The Haunted Mouse is a 1941 Warner Bros. Looney Tunes cartoon directed by Tex Avery. This film was the first cartoon written by Michael Maltese. This cartoon is also the first Looney Tune to be released as a one shot, which means there are no recurring characters in this cartoon. The short was released on February 15, 1941.

==Plot==

A video in the restored version for the short.

A starving cat sees a sign that says "Ma's Place/Home Cooking/3 Miles". The cat follows the sign only to learn that the sign leads to an abandoned ghost town (population: 100 ghosts), with "ghost" puns like "Waldorf-Ghostoria" on a hotel sign and "Mr. Smith Ghost to Washington" on a theater marquee.
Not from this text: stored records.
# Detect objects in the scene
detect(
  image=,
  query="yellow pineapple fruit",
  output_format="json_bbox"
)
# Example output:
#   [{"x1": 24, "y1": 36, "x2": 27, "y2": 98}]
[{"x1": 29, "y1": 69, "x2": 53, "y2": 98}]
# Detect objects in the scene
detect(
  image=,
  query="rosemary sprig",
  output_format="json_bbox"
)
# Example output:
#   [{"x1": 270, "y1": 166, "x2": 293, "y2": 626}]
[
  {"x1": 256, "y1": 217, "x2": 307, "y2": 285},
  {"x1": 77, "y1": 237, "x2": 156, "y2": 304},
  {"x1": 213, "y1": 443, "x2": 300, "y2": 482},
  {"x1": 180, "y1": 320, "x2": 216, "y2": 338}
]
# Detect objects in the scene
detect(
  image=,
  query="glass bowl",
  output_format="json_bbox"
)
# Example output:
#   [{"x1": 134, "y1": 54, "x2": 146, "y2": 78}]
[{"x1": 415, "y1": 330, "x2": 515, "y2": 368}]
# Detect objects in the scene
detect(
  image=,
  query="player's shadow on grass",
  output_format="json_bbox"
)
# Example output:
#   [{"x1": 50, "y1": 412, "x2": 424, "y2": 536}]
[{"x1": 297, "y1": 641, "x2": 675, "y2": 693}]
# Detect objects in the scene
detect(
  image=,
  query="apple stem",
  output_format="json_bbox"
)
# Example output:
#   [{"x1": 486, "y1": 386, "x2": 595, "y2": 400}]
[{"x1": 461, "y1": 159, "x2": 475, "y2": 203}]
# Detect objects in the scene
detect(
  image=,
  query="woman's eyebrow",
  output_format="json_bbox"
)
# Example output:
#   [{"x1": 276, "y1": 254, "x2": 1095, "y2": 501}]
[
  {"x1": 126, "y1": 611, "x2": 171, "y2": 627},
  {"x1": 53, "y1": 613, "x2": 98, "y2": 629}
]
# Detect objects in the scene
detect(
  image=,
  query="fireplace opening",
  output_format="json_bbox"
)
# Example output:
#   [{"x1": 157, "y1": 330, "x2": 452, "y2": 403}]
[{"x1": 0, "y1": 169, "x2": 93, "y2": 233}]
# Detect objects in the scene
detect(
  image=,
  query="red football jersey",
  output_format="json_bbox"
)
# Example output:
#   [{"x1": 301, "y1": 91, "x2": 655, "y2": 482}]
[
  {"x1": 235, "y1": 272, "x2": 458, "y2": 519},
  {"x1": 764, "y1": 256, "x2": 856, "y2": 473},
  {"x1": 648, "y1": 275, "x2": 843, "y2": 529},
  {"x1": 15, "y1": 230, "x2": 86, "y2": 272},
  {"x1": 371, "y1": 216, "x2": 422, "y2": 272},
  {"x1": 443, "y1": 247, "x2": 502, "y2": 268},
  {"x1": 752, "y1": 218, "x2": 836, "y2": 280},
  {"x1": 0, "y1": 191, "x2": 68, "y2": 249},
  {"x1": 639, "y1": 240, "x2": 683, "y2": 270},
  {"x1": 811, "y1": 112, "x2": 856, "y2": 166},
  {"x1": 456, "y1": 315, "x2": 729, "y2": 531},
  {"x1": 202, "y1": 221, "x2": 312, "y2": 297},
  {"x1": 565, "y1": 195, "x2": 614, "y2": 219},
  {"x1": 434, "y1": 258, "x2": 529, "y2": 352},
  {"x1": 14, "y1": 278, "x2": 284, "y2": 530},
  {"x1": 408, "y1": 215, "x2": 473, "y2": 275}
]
He enters Ma's, now closed and haunted by the ghost of a mouse (somewhat resembling Jerry), who targets the cat in revenge for all of the cats who tormented him all his life. The ghost mouse convinces the cat to pursue the mouse for dinner, leading to a series of gags in which the mouse uses his phantom form to full advantage. The mouse's final gag, lighting the cat's foot on fire, backfires when the cat jumps in pain out a multiple-story window and dies; thinking he has won the fight, the mouse is shocked when the cat returns as a ghost, now on even footing. The cat begins chasing the mouse through and out of the town, dropping the population to 99 ghosts.